Grüner Anstrich für ungebremstes Schuldenmachen
Nachhaltigkeit ist grün: Kaum eine Schuldenmilliarde, die gerade nicht mit diesem attraktiven Etikett versehen wird. Und es ist so flexibel: ethisch, ökologisch, sozial – darunter fällt alles und jedes, wenn man nur will. Die Finanzindustrie ist regelrecht geil auf die neuen Schulden, die unter diesem Stichwort aufgenommen werden (sollen). "Green Bonds" verkaufen sich gut. Das Motto: Alles wird grün, alles wird gut.
Grünes Schuldenmäntelchen
Dabei machen die Regierungen unter dem Beifall eines wachsenden Teils der Ökonomenzunft gerade das Gegenteil. Sie fahren einen Kurs, der das Wort Crash schon beinhaltet. 11 Billionen – so hoch sind die Ausgaben der Staaten weltweit zur Pandemiebekämpfung. Und der IWF als eine supranationale Organisation ermahnt die Regierungen, ihre "Stabilisierungsausgaben" nicht zu früh zurückzufahren. Die EU fightet gerade um ein Paket über 750 Mrd. Euro. Und versieht es mit den Aufklebern "green deal" und "NextGenerationEU". Ja, die kommenden Generationen müssen dafür blechen.
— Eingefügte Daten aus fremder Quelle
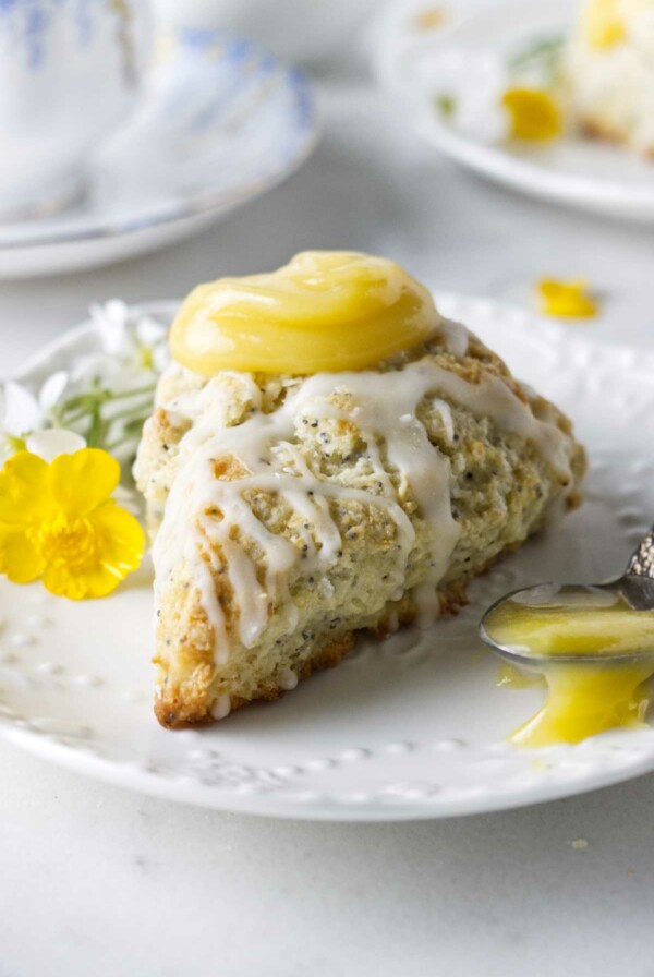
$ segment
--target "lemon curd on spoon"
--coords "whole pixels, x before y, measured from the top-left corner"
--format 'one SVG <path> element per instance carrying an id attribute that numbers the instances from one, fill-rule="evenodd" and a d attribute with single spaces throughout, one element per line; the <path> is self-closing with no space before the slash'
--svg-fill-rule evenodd
<path id="1" fill-rule="evenodd" d="M 395 262 L 305 251 L 277 272 L 198 286 L 170 343 L 173 358 L 203 376 L 365 370 L 420 342 L 438 322 L 427 289 Z"/>
<path id="2" fill-rule="evenodd" d="M 547 700 L 511 735 L 520 746 L 579 743 L 617 726 L 641 726 L 654 674 L 654 612 L 635 611 L 619 592 L 543 586 L 501 601 L 484 619 L 485 637 L 541 672 Z"/>

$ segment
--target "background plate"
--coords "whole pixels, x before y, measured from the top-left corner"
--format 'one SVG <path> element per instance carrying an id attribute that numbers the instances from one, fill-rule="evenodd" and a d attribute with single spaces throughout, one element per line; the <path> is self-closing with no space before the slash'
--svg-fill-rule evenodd
<path id="1" fill-rule="evenodd" d="M 621 569 L 654 512 L 654 355 L 591 345 L 525 312 L 437 297 L 577 421 L 591 458 L 586 500 L 470 589 L 457 618 L 362 641 L 282 701 L 214 727 L 161 729 L 152 712 L 150 570 L 114 595 L 72 604 L 0 581 L 0 733 L 45 759 L 137 791 L 226 810 L 325 820 L 400 820 L 534 804 L 654 769 L 654 731 L 517 750 L 504 738 L 538 689 L 496 685 L 476 638 L 502 592 Z M 171 315 L 174 304 L 144 311 Z M 72 330 L 35 376 L 88 349 Z"/>
<path id="2" fill-rule="evenodd" d="M 0 277 L 107 264 L 189 237 L 295 170 L 318 135 L 301 72 L 220 31 L 159 38 L 143 104 L 89 165 L 85 201 L 0 225 Z"/>
<path id="3" fill-rule="evenodd" d="M 438 7 L 443 23 L 421 28 L 421 12 Z M 448 48 L 505 59 L 530 40 L 566 34 L 570 0 L 431 0 L 393 3 L 373 32 L 375 74 L 409 122 L 431 145 L 475 172 L 532 196 L 637 221 L 654 221 L 654 162 L 620 146 L 566 135 L 546 146 L 484 145 L 444 124 L 421 65 Z"/>

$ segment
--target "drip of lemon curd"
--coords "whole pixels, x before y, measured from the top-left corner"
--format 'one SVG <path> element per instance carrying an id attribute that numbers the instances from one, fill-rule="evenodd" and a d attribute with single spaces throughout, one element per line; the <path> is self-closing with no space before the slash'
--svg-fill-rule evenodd
<path id="1" fill-rule="evenodd" d="M 305 251 L 277 272 L 198 286 L 177 315 L 170 346 L 203 376 L 355 371 L 415 346 L 439 322 L 427 289 L 395 262 Z"/>
<path id="2" fill-rule="evenodd" d="M 545 704 L 511 734 L 512 743 L 579 743 L 643 724 L 643 683 L 654 674 L 654 612 L 634 611 L 619 593 L 601 588 L 534 588 L 498 604 L 484 628 L 500 647 L 533 656 L 547 683 Z M 616 654 L 618 660 L 607 658 Z"/>

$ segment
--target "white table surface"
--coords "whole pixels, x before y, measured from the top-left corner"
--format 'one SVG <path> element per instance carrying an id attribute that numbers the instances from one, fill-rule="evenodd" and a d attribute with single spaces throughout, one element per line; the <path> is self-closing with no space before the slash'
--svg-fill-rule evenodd
<path id="1" fill-rule="evenodd" d="M 92 301 L 181 295 L 304 248 L 388 254 L 436 288 L 522 303 L 542 275 L 583 276 L 604 314 L 571 330 L 654 346 L 654 230 L 458 171 L 363 81 L 322 95 L 315 157 L 227 224 L 130 264 L 0 285 L 2 372 Z M 654 975 L 652 776 L 507 813 L 367 827 L 177 806 L 3 743 L 0 770 L 0 977 Z"/>

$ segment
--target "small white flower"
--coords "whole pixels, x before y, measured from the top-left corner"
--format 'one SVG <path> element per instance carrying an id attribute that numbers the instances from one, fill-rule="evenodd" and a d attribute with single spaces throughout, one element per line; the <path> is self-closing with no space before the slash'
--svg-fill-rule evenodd
<path id="1" fill-rule="evenodd" d="M 90 316 L 110 357 L 149 373 L 160 373 L 167 365 L 167 330 L 160 323 L 148 316 L 132 322 L 128 305 L 118 299 L 105 305 L 92 305 Z"/>
<path id="2" fill-rule="evenodd" d="M 501 102 L 508 74 L 498 57 L 451 48 L 423 62 L 420 74 L 436 108 L 456 130 L 482 143 L 508 136 L 510 118 Z"/>
<path id="3" fill-rule="evenodd" d="M 0 390 L 0 458 L 22 447 L 25 437 L 51 422 L 52 410 L 69 382 L 63 371 L 53 373 L 38 397 L 23 384 L 9 381 Z"/>
<path id="4" fill-rule="evenodd" d="M 86 442 L 82 435 L 65 427 L 35 431 L 26 441 L 27 450 L 48 462 L 53 461 L 59 455 L 74 455 L 85 447 Z"/>

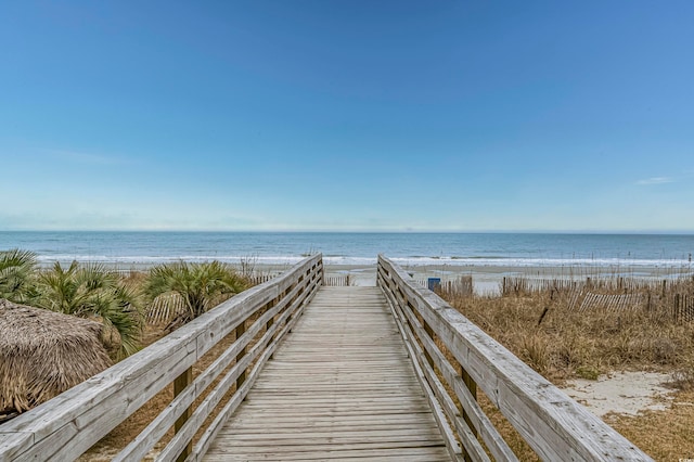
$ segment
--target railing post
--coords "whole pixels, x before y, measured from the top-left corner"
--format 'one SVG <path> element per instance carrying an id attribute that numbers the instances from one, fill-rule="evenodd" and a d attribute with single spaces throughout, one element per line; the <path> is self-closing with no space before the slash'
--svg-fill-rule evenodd
<path id="1" fill-rule="evenodd" d="M 192 382 L 193 382 L 193 367 L 190 367 L 181 375 L 179 375 L 174 380 L 174 397 L 176 398 L 181 393 L 183 393 L 183 390 Z M 174 424 L 175 433 L 179 433 L 181 431 L 185 422 L 188 422 L 188 420 L 190 419 L 191 414 L 192 414 L 192 409 L 191 409 L 191 406 L 189 406 L 185 409 L 185 411 L 183 411 L 181 416 L 178 418 L 176 423 Z M 193 441 L 188 441 L 188 445 L 185 445 L 185 448 L 183 449 L 183 451 L 181 451 L 179 457 L 176 459 L 176 462 L 183 462 L 185 458 L 190 455 L 191 452 L 193 452 Z"/>
<path id="2" fill-rule="evenodd" d="M 239 341 L 239 338 L 245 333 L 246 333 L 246 320 L 244 319 L 243 322 L 239 324 L 239 326 L 236 326 L 236 341 Z M 246 345 L 241 349 L 241 351 L 239 351 L 239 355 L 236 355 L 236 363 L 239 363 L 243 359 L 243 357 L 246 356 L 247 351 L 248 351 L 248 346 Z M 243 385 L 245 381 L 246 381 L 246 370 L 244 369 L 243 372 L 239 374 L 239 378 L 236 378 L 236 390 L 241 388 L 241 385 Z"/>
<path id="3" fill-rule="evenodd" d="M 461 368 L 461 371 L 462 371 L 461 376 L 463 377 L 463 383 L 465 384 L 465 386 L 470 390 L 470 394 L 473 396 L 473 399 L 475 401 L 477 401 L 477 384 L 475 383 L 473 377 L 470 376 L 470 374 L 467 373 L 465 368 L 463 368 L 462 364 L 461 364 L 460 368 Z M 467 426 L 472 431 L 473 435 L 477 436 L 477 429 L 473 425 L 473 422 L 470 420 L 470 416 L 467 415 L 467 412 L 465 412 L 464 410 L 463 410 L 463 419 L 465 420 L 465 423 L 467 423 Z"/>

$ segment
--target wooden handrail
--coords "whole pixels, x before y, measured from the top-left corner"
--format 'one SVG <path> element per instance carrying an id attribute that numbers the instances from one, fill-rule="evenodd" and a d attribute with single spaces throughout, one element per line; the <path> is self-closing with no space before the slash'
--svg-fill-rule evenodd
<path id="1" fill-rule="evenodd" d="M 313 297 L 322 278 L 322 256 L 306 258 L 284 274 L 230 298 L 138 354 L 3 424 L 0 461 L 74 460 L 175 381 L 177 395 L 171 403 L 116 460 L 142 459 L 175 423 L 177 433 L 157 460 L 201 459 Z M 254 315 L 259 316 L 252 319 Z M 232 331 L 237 334 L 235 342 L 191 381 L 193 364 Z M 230 365 L 204 400 L 190 409 Z M 237 386 L 234 394 L 221 402 L 232 385 Z M 223 406 L 222 410 L 192 446 L 193 436 L 218 406 Z"/>
<path id="2" fill-rule="evenodd" d="M 437 419 L 444 434 L 452 427 L 462 444 L 459 449 L 457 441 L 448 441 L 455 459 L 489 460 L 490 453 L 494 460 L 517 460 L 478 406 L 479 389 L 542 460 L 652 460 L 382 255 L 377 284 L 390 303 L 425 392 L 446 415 Z M 454 357 L 453 363 L 437 341 Z"/>

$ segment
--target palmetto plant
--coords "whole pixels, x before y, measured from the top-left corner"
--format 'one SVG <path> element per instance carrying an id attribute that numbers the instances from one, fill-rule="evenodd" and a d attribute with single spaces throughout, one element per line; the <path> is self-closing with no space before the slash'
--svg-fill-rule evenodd
<path id="1" fill-rule="evenodd" d="M 104 336 L 117 332 L 120 356 L 139 349 L 142 313 L 138 292 L 121 282 L 119 275 L 101 265 L 67 268 L 55 262 L 50 271 L 39 274 L 39 296 L 35 305 L 65 315 L 91 318 L 104 324 Z"/>
<path id="2" fill-rule="evenodd" d="M 36 254 L 13 248 L 0 252 L 0 298 L 23 303 L 33 294 Z"/>
<path id="3" fill-rule="evenodd" d="M 202 264 L 179 261 L 152 268 L 144 287 L 151 300 L 165 294 L 181 297 L 188 309 L 178 322 L 188 322 L 230 295 L 244 291 L 247 283 L 232 268 L 216 260 Z"/>

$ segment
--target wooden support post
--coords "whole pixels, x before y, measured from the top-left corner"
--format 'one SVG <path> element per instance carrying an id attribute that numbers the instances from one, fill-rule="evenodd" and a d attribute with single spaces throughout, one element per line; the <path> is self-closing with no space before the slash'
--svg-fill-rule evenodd
<path id="1" fill-rule="evenodd" d="M 176 398 L 181 393 L 183 393 L 183 390 L 192 382 L 193 382 L 193 368 L 191 367 L 191 368 L 188 368 L 185 372 L 183 372 L 181 375 L 179 375 L 174 380 L 174 397 Z M 181 431 L 185 422 L 188 422 L 188 420 L 190 419 L 191 414 L 192 414 L 192 407 L 189 406 L 188 409 L 183 411 L 181 416 L 178 418 L 178 420 L 174 424 L 175 433 L 179 433 Z M 191 452 L 193 452 L 193 441 L 188 441 L 188 445 L 185 445 L 185 448 L 183 449 L 183 451 L 176 459 L 176 462 L 183 462 L 185 458 L 190 455 Z"/>
<path id="2" fill-rule="evenodd" d="M 470 393 L 473 395 L 473 399 L 476 401 L 477 400 L 477 384 L 475 383 L 473 377 L 470 376 L 467 371 L 465 371 L 465 368 L 463 368 L 462 364 L 461 364 L 461 371 L 462 371 L 461 376 L 463 377 L 463 383 L 465 384 L 465 386 L 467 387 Z M 467 412 L 465 412 L 465 411 L 463 411 L 463 419 L 465 420 L 465 423 L 470 427 L 470 429 L 473 433 L 473 435 L 475 435 L 475 437 L 477 437 L 477 429 L 473 425 L 473 422 L 470 420 L 470 416 L 467 415 Z M 470 458 L 470 454 L 467 453 L 467 451 L 465 451 L 465 461 L 472 461 L 472 459 Z"/>
<path id="3" fill-rule="evenodd" d="M 245 333 L 246 333 L 246 320 L 244 320 L 236 328 L 236 342 L 239 342 L 239 338 Z M 239 355 L 236 355 L 236 363 L 239 363 L 239 361 L 241 361 L 243 357 L 246 356 L 247 351 L 248 351 L 248 346 L 246 345 L 241 349 L 241 351 L 239 351 Z M 236 378 L 236 389 L 241 388 L 241 385 L 243 385 L 245 381 L 246 381 L 246 371 L 244 370 L 241 374 L 239 374 L 239 378 Z"/>

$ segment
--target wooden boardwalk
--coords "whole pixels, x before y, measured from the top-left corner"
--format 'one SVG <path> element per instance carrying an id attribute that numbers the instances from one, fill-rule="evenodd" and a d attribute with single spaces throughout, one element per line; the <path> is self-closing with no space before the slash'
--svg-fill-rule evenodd
<path id="1" fill-rule="evenodd" d="M 442 461 L 449 453 L 377 287 L 321 287 L 205 460 Z"/>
In Deutschland bremsen die Länder die verfassungsgemäße Schuldenbremse aus und sichern sich Schuldenvorräte auf Jahre hinaus. Kostspielige politische Projekte auf Länder- und kommunaler Ebene werden angeschoben, die mit der Pandiemie nichts zu tun haben: auch ihnen wird gerne ein grünes Mäntelchen umgehängt.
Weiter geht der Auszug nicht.